What ails Detroit is not the skills gap that Richter posits, but abandonment by its white population and by the owners of capital, starting with the auto industry, but including retail corporations, insurance companies and almost everyone else who had previously invested in the city. Detroit’s unemployment rate is the highest of any of the 50 largest cities because almost no one is investing there. When corporations do invest, as Chrysler did with its new Jefferson North assembly plant, they will find plenty of employees with the skills to make manufacturing a success again.

Richter’s claim that US manufacturing workers received wage increases that weren’t justified by productivity trends is also dead wrong. In fact, productivity growth in the U.S. economy has far outpaced wage growth for production/non-supervisory workers since the mid-1970s.

Executive pay rose to 250 times production worker wages precisely because production wages stagnated even as productivity continued to increase. The 1 percent has collected the gains of productivity and given working Americans the shaft.

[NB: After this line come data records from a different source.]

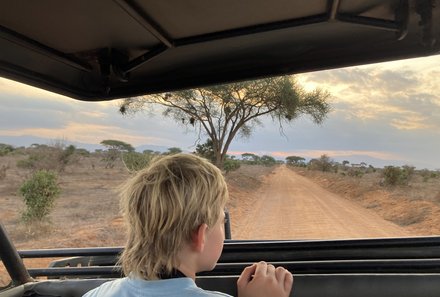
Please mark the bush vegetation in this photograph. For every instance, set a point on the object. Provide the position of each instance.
(39, 193)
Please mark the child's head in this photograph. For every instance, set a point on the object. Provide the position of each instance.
(163, 205)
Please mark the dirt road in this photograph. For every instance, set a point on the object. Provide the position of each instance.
(289, 206)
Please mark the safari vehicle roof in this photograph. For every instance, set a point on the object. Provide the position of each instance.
(103, 49)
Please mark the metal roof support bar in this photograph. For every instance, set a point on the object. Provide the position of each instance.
(319, 18)
(12, 261)
(19, 39)
(136, 13)
(368, 22)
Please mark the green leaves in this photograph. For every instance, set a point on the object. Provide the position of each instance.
(39, 193)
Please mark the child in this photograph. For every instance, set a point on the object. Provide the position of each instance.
(175, 215)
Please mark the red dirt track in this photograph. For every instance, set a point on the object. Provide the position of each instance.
(289, 206)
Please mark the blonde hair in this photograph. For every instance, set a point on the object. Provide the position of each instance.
(162, 205)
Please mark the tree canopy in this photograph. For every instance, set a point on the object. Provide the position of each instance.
(225, 111)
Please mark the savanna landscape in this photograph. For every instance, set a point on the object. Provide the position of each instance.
(272, 201)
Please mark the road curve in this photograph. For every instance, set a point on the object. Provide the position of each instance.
(290, 206)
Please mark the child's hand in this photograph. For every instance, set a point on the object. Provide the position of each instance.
(264, 280)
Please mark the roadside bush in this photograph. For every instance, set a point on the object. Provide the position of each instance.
(5, 149)
(397, 176)
(231, 165)
(39, 193)
(324, 163)
(44, 157)
(135, 161)
(3, 170)
(355, 172)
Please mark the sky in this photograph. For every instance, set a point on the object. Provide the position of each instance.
(382, 114)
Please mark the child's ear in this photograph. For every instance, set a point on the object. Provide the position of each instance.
(198, 238)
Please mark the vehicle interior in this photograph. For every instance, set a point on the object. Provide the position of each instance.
(103, 50)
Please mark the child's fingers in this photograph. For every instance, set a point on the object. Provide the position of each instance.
(288, 281)
(284, 278)
(261, 269)
(246, 275)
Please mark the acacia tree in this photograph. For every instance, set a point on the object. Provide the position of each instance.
(224, 111)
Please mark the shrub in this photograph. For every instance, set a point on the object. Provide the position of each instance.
(39, 193)
(134, 161)
(5, 149)
(397, 176)
(3, 170)
(231, 165)
(324, 163)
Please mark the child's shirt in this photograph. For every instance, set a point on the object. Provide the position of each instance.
(135, 287)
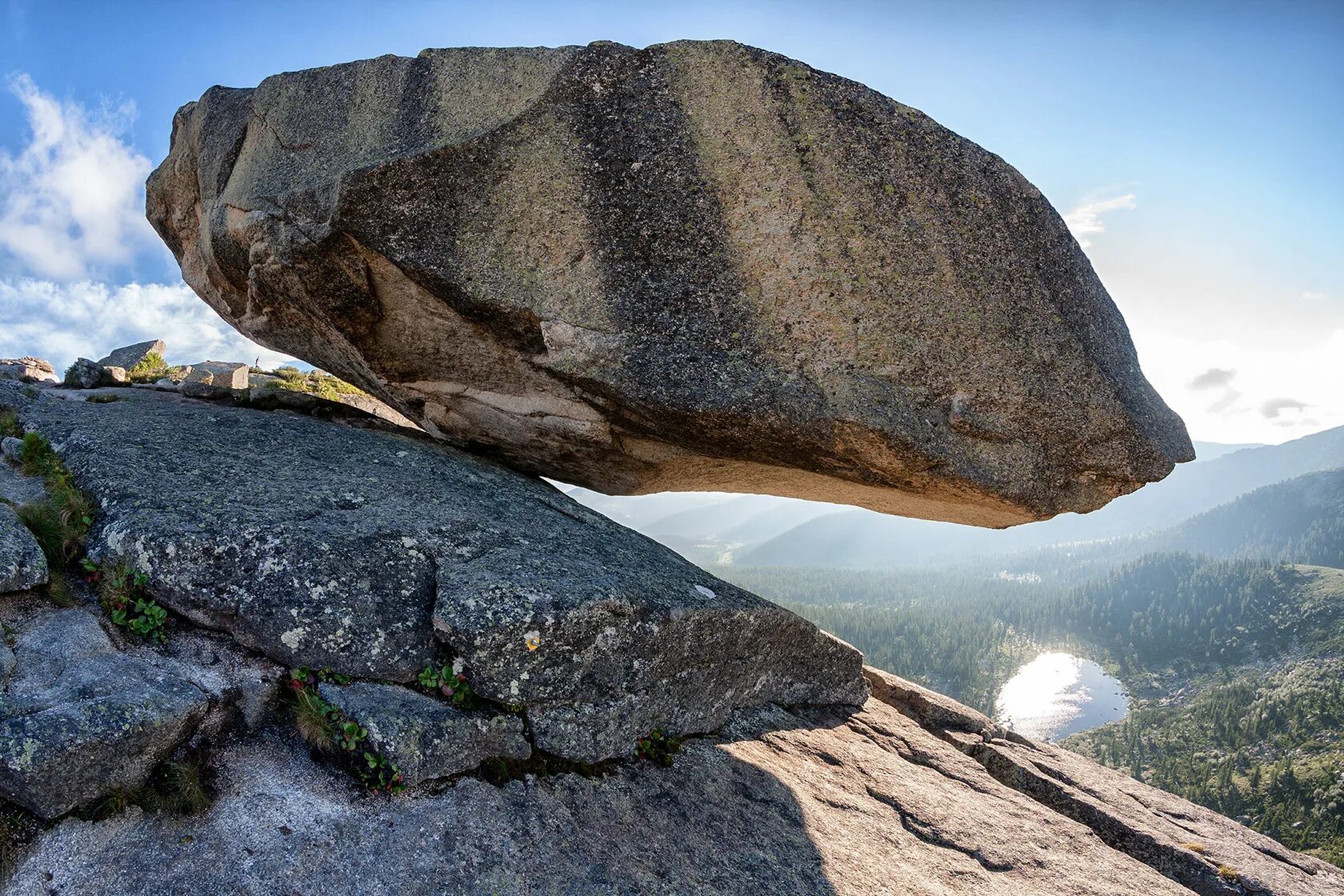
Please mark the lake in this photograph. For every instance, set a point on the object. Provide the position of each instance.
(1058, 694)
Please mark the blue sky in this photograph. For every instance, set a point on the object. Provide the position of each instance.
(1194, 148)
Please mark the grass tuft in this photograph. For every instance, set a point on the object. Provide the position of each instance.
(18, 828)
(314, 720)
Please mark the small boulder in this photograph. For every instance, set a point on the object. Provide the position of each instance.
(30, 370)
(81, 719)
(130, 356)
(22, 563)
(425, 737)
(375, 552)
(219, 374)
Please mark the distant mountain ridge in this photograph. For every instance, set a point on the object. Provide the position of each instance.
(862, 539)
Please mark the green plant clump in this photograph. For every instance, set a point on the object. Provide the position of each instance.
(327, 728)
(658, 747)
(148, 370)
(124, 594)
(18, 828)
(450, 684)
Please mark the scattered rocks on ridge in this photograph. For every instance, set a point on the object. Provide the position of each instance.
(812, 802)
(128, 356)
(425, 737)
(30, 370)
(375, 552)
(691, 266)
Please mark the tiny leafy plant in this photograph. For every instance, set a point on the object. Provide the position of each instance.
(124, 594)
(450, 682)
(150, 368)
(658, 747)
(59, 522)
(10, 423)
(327, 728)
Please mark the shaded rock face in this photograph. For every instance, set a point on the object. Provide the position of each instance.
(375, 554)
(424, 737)
(79, 719)
(22, 563)
(816, 802)
(30, 370)
(128, 356)
(691, 266)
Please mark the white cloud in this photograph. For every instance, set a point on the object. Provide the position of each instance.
(71, 201)
(1276, 385)
(62, 322)
(1085, 219)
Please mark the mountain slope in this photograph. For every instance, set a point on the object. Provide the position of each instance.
(870, 540)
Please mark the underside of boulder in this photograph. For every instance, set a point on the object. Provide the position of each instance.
(691, 266)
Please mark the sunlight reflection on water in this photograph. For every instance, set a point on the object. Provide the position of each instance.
(1057, 694)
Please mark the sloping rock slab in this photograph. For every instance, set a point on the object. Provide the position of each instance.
(425, 737)
(30, 370)
(15, 486)
(22, 563)
(691, 266)
(79, 719)
(810, 805)
(130, 355)
(371, 552)
(1184, 841)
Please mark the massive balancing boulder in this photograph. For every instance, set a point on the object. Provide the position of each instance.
(690, 266)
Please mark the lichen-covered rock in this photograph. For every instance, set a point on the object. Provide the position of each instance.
(85, 374)
(226, 375)
(691, 266)
(30, 370)
(424, 737)
(814, 802)
(128, 356)
(22, 563)
(375, 552)
(81, 720)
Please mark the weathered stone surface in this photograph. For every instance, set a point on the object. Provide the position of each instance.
(30, 370)
(426, 738)
(375, 552)
(229, 375)
(22, 563)
(12, 448)
(85, 374)
(691, 266)
(79, 720)
(130, 355)
(812, 803)
(932, 710)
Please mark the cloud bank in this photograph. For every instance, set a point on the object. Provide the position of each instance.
(71, 202)
(1085, 219)
(62, 322)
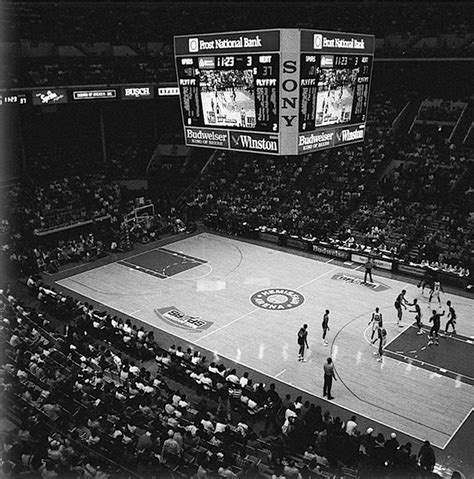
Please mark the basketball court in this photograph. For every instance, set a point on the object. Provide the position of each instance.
(246, 303)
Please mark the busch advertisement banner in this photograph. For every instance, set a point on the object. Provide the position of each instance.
(52, 96)
(137, 93)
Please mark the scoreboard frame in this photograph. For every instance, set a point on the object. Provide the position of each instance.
(343, 77)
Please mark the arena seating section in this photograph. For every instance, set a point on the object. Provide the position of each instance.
(94, 396)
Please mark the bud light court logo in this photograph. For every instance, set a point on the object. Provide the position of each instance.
(174, 317)
(277, 299)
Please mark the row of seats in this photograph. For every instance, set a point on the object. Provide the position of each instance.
(149, 425)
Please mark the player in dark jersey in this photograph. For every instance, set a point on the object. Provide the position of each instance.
(376, 322)
(451, 318)
(436, 320)
(435, 290)
(417, 312)
(399, 302)
(427, 280)
(302, 342)
(382, 339)
(325, 326)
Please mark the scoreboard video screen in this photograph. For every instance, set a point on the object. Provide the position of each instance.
(282, 92)
(232, 91)
(334, 90)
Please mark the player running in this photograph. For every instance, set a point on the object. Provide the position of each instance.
(417, 312)
(427, 280)
(325, 326)
(435, 291)
(399, 302)
(376, 322)
(451, 318)
(436, 320)
(382, 339)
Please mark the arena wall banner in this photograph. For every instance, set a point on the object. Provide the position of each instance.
(412, 270)
(298, 243)
(320, 249)
(99, 94)
(13, 98)
(168, 91)
(137, 93)
(271, 237)
(379, 263)
(50, 96)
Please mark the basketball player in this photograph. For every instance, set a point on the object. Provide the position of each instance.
(399, 302)
(417, 312)
(325, 326)
(436, 320)
(382, 339)
(451, 318)
(427, 280)
(376, 322)
(435, 291)
(302, 342)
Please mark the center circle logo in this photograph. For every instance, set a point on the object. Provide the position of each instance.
(277, 299)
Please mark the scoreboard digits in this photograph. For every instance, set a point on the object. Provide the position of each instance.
(282, 92)
(334, 90)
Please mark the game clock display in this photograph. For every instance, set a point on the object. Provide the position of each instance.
(230, 91)
(334, 90)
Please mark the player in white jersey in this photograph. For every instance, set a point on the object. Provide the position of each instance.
(417, 310)
(435, 290)
(376, 322)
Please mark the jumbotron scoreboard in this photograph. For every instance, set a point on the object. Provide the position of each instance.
(281, 92)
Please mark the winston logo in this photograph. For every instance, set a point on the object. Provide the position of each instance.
(254, 142)
(177, 318)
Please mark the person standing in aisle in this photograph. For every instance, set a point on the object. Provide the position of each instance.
(325, 326)
(328, 377)
(302, 342)
(399, 302)
(417, 312)
(376, 322)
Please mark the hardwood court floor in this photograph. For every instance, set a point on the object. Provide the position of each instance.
(201, 294)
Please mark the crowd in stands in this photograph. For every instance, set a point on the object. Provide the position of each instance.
(148, 22)
(440, 113)
(64, 201)
(143, 34)
(387, 208)
(93, 395)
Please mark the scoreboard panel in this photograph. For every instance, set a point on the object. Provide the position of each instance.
(231, 91)
(283, 92)
(334, 90)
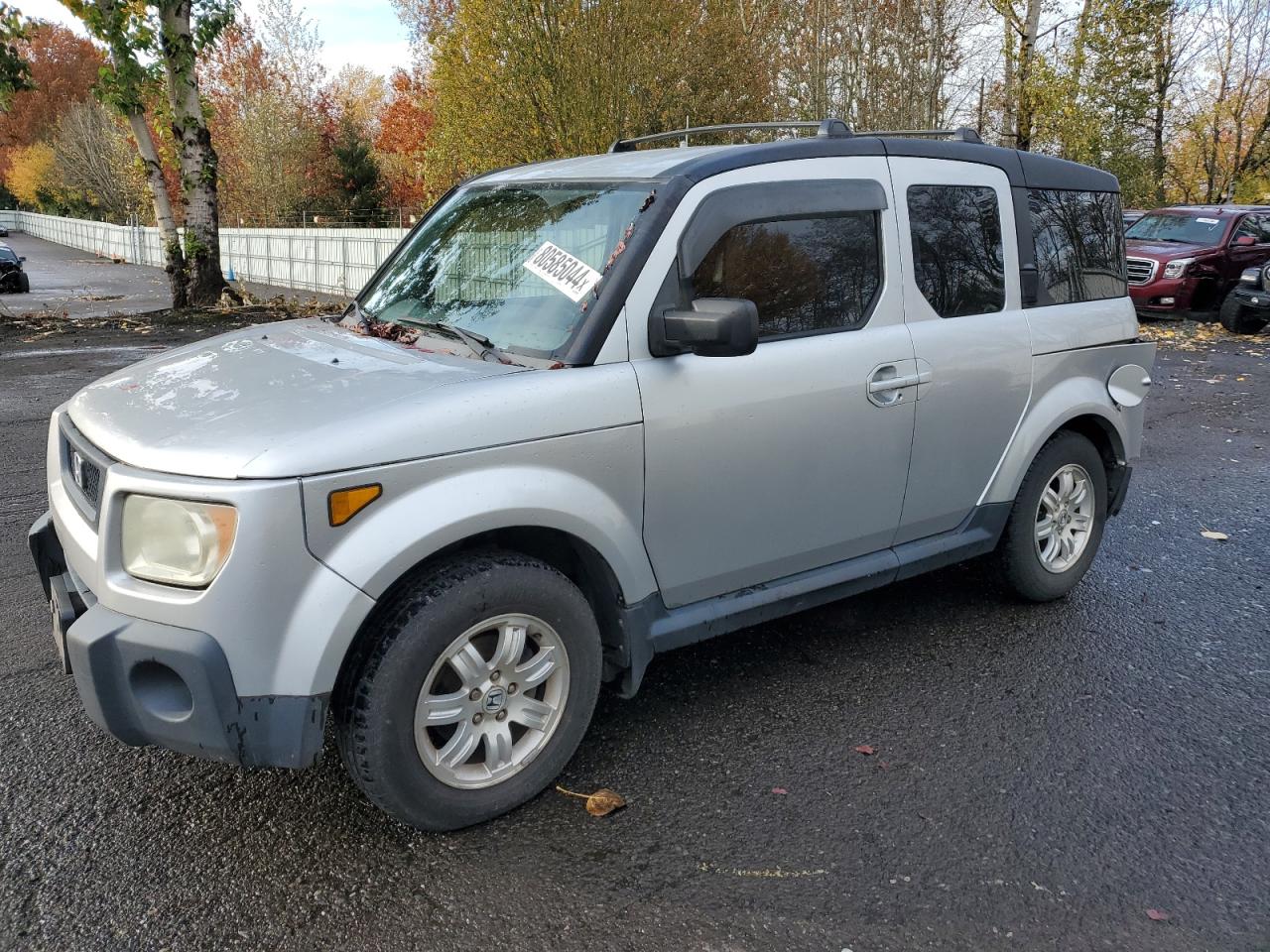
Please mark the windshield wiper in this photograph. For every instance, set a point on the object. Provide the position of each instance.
(354, 308)
(479, 344)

U.S. companies, from the Big 3 to GE and Motorola, adapted to globalization by searching relentlessly for lower wages in the south, in Mexico, and then in China and elsewhere in Asia. The UAW’s collectively bargained joint training centers with Ford and GM are proof that the unions are not to blame—as Richter claims—for any training failures. The corporations had no loyalty to Detroit or to any U.S. manufacturing center, and little interest in investing in local workers’ skills. By contrast, German manufacturers help enforce the obligation of every company to pay 75% of the cost of industry-wide skills and apprentice training.

Blaming the residents of Detroit, who are by-and-large the victims of racism and capital flight, won’t help us find a solution.